Open Source with Real Substance

One of the biggest reasons DeepSeek is getting the attention it is today: they’re fully committed to open source. The models come with publicly available weights, usable licenses, tokenizer files, and in many cases, full training logs.

This is particularly important right now, as more major labs are shifting toward closed APIs and proprietary models. DeepSeek has positioned itself as one of the few teams at this scale that are still willing to share their work openly, enabling downstream research, fine-tuning, and deployment by the community.

This openness has already led to growing interest from academic labs, hobbyists, and even startups looking for strong base models they can build on.


Benchmarks and Real-World Performance

In testing, DeepSeek’s models have delivered strong results on both standard and specialized benchmarks:

  • On HumanEval+, MBPP, and APPS, their Coder models show excellent Python and multi-language programming performance.
  • On general reasoning and academic tasks like GSM8K, MMLU, and ARC, they’re often competitive with, or close to, the best models in their weight class.
  • Their models are also being used more and more in community evaluation tasks like Arena, Chatbot Arena, and other crowd-ranking systems.

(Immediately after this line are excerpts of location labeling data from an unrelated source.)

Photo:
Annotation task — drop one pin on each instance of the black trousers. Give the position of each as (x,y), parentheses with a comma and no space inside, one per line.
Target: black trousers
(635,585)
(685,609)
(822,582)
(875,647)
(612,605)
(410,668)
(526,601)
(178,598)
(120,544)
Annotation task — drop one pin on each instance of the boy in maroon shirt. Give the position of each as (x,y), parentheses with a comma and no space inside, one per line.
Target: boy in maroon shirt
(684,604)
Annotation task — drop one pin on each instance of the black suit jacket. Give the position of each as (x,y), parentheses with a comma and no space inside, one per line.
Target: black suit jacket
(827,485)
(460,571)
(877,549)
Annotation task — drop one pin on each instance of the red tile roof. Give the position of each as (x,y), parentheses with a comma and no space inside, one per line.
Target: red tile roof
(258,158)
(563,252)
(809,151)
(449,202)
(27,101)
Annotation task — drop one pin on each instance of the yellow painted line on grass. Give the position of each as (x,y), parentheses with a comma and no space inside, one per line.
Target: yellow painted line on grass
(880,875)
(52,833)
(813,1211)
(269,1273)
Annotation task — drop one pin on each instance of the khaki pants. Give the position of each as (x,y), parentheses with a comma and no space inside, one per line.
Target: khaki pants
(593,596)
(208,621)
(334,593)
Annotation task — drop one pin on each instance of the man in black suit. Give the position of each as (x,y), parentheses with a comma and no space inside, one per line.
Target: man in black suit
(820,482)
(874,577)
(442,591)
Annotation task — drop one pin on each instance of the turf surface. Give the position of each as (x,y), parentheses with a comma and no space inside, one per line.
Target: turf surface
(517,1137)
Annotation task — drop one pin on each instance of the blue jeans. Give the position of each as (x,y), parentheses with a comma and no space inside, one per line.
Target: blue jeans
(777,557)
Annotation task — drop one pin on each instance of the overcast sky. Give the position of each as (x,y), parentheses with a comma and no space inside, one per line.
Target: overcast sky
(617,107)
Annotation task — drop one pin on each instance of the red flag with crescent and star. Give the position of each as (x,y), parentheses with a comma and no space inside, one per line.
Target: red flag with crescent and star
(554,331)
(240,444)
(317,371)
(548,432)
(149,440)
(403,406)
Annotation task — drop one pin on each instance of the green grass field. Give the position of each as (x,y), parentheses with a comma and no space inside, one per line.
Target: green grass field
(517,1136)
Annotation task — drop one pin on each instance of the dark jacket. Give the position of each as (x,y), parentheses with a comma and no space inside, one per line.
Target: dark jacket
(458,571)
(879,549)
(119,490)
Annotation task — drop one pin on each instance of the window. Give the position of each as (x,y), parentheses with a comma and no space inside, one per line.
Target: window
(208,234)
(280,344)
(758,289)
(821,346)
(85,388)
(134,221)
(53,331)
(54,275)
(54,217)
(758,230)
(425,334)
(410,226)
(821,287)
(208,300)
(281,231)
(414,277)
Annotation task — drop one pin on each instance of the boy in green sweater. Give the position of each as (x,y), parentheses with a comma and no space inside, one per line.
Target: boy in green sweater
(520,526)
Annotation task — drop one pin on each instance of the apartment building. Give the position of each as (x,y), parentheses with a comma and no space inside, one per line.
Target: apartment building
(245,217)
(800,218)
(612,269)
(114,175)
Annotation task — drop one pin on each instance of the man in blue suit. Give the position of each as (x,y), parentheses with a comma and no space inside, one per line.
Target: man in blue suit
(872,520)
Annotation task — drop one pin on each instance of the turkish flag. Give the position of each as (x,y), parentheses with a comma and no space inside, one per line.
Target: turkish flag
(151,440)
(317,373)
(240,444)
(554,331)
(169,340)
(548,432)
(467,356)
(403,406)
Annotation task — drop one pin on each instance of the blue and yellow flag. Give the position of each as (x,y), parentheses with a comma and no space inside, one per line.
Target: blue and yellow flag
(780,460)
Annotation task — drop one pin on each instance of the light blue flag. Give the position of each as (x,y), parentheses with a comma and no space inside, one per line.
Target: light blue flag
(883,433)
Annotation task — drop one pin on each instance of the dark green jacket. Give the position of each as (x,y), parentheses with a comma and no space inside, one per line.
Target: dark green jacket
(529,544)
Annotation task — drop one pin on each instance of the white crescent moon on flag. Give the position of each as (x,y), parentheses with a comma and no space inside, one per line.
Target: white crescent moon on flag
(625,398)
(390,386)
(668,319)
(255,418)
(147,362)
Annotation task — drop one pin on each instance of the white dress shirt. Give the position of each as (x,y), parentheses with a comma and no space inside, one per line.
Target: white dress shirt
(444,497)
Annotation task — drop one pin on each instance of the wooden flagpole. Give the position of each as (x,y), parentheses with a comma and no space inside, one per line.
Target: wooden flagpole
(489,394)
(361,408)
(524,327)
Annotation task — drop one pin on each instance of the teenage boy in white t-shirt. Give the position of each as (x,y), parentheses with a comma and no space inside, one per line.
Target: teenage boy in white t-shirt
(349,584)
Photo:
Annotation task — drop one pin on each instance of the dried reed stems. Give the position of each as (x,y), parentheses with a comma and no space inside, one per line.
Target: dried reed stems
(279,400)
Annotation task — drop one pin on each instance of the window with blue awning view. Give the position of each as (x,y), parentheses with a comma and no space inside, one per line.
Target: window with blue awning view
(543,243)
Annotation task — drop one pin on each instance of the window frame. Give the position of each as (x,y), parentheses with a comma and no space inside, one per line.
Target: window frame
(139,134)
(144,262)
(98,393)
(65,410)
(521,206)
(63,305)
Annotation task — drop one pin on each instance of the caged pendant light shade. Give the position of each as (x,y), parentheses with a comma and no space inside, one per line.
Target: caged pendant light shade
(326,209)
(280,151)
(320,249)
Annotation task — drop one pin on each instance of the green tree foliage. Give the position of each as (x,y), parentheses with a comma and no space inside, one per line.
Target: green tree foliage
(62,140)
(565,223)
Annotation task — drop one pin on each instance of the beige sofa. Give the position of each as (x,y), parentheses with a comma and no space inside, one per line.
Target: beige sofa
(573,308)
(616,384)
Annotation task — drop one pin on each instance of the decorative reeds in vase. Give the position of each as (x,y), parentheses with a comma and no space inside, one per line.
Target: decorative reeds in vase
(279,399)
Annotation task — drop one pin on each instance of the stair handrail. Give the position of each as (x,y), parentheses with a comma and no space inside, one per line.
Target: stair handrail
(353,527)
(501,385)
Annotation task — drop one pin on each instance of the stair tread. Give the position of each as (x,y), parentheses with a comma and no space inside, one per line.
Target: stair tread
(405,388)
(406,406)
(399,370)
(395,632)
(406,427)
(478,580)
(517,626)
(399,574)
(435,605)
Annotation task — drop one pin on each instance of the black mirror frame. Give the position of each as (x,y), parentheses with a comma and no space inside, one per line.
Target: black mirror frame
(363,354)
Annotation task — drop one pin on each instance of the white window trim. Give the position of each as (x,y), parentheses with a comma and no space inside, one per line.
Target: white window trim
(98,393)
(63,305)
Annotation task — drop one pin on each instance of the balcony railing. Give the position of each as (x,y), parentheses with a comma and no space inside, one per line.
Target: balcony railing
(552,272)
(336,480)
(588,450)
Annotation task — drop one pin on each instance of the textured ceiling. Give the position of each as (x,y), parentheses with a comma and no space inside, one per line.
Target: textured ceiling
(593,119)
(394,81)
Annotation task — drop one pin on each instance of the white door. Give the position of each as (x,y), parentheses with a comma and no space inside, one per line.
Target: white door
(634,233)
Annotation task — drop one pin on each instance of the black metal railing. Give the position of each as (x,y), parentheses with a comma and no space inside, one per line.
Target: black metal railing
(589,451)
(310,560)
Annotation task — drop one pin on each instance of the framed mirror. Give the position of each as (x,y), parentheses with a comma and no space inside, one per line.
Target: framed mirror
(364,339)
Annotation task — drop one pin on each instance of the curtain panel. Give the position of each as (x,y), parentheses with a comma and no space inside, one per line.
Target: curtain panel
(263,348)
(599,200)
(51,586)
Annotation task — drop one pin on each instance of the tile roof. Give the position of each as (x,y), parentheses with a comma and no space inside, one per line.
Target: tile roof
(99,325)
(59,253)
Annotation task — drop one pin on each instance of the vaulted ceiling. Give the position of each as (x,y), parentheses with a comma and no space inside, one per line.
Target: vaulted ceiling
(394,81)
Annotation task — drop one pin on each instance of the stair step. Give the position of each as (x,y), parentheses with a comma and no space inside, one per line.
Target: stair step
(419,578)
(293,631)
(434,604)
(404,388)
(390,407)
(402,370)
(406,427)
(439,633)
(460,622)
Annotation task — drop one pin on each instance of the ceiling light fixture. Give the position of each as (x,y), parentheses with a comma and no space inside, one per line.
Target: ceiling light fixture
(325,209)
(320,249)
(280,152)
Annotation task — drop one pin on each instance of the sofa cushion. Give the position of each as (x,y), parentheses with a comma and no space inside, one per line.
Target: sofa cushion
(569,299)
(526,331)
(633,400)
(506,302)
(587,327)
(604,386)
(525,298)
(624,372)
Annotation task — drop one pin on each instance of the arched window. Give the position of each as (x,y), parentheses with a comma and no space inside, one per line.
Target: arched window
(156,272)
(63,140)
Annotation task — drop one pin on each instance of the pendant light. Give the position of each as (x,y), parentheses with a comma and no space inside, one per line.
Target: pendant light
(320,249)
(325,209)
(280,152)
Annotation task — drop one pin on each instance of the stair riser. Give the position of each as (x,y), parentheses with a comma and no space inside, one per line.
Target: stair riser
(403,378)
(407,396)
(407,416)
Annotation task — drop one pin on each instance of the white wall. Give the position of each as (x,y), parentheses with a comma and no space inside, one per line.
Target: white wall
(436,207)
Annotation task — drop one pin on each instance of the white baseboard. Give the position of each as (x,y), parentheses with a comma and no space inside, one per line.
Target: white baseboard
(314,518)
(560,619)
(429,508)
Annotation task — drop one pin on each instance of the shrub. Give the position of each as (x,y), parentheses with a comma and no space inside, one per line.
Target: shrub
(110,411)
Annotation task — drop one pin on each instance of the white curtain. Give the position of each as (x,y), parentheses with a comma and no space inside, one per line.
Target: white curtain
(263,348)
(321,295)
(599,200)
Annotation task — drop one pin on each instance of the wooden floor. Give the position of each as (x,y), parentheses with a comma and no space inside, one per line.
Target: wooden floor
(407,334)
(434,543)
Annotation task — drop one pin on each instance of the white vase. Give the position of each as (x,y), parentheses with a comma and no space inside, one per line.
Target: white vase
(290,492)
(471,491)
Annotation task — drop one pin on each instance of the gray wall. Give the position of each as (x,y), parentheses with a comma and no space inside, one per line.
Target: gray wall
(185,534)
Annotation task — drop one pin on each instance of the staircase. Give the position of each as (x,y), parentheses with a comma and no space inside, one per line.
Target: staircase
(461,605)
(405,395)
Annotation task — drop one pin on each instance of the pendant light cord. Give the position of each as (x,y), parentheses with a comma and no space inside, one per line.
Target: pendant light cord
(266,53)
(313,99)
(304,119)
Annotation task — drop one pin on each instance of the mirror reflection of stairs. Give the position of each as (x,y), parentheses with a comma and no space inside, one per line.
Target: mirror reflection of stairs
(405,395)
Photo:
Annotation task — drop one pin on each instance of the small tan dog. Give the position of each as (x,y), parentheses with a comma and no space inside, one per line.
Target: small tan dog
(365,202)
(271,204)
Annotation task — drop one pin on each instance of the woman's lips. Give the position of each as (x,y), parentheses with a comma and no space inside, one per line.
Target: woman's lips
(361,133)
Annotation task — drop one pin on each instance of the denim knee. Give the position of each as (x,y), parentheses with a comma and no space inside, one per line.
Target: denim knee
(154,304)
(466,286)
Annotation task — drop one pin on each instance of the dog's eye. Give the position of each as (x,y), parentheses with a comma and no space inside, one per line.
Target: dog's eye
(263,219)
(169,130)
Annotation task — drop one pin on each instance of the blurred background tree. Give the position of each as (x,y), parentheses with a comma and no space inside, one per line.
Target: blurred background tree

And it’s not just the top-line accuracy that impresses — many users have commented on how stable and predictable the models are across diverse input types, which is a strong signal of a solid training pipeline.


What’s Next for DeepSeek?

While we don’t have a full roadmap, the team has hinted at a few areas they’re exploring next:

  • Expanding into multimodal models that can process images and text together
  • Integrating tools and APIs to create agentic systems (LLMs that can use a calculator, browser, or code interpreter)
  • Possibly scaling up even further, or making more advanced MoE variants public

There are also signs that DeepSeek is starting to build a stronger community presence, with model cards in English, discussion threads on HuggingFace, and public checkpoints optimized for inference and fine-tuning.


In Summary

DeepSeek has earned its recent buzz for good reason. It’s not just another LLM release — it’s a thoughtfully engineered, from-scratch family of models that manage to be both capable and open.

By combining large-scale bilingual training, efficient architectures like MoE, and a strong open-source stance, DeepSeek is carving out a unique space in the rapidly evolving LLM ecosystem.

It’s still early days, but if they continue in this direction, DeepSeek could play a major role in shaping the next generation of open AI tools — not just in China or in research circles, but globally.